Tech program helps people released from prison learn computer skills

Tech program helps people released from prison learn computer skills

The internet was still in its infancy when John F. Coburn went to prison in 1991.

Video cassette recorders or VCRs were still popular. CDs were just beginning to replace cassette tapes and movies were still rented at brick-and-mortar stores like Blockbuster.

A lot changed in the 32 years Coburn spent in various Wisconsin state prisons. Released this May, Coburn came back to a world vastly different from when he left. Video streaming services replaced Blockbuster.
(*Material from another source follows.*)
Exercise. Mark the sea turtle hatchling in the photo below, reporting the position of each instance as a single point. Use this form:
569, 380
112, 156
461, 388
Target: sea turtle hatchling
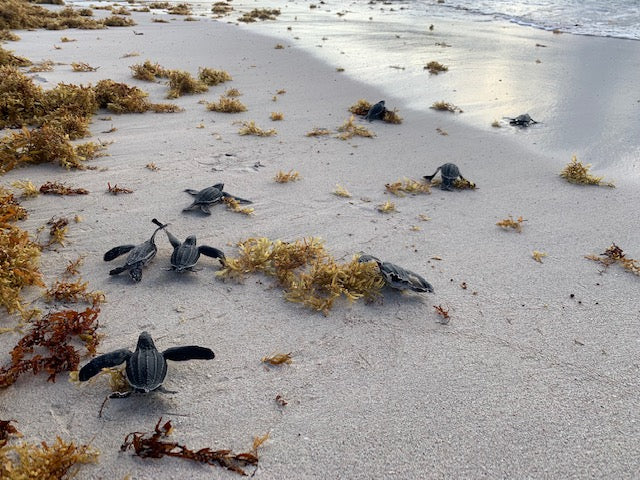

And with a few clicks on a keyboard people can now take pictures, watch a movie, buy clothes, and even a car — all on a smartphone.

That fast-paced change of technology many come to expect overwhelmed Coburn.

“When I got my phone, I didn’t know what to do” Coburn, 57, said with a chuckle. “I didn’t even know how to turn it on.”

When a friend told Coburn about a program that helps returning citizens learn basic computers and internet skills, he quickly signed up.

“I just want to become effective in using my laptop and phone, because the smartphone is basically used for everything,” Coburn said.

Advances in technology have left behind many returning citizens, like Coburn, who’ve served long stints in prison.

Learning how to use the internet — or even basic computer skills — is key to successfully reintegrating into a society and a work environment that has become more tech-driven.

Without it, the chances of recidivism increase; those recently released from prison can have a hard time finding employment, reconnecting with family or even filling out a job application.

Tech program helps people released from prison learn computer skills

The Bridging the Tech Gap for Returning Citizens program teaches basic computer skills and how to set up email, secure personal data, use social media and navigate smartphones.

Ruben Gaona and Eli Rivera created the program with the help of Nadiyah Johnson of the Milky Way Tech Hub to develop a computer literacy curriculum for people who were incarcerated. Gaona and Rivera co-founded The Way Out, a justice and technology organization supporting returning citizens with employment assistance and technology training.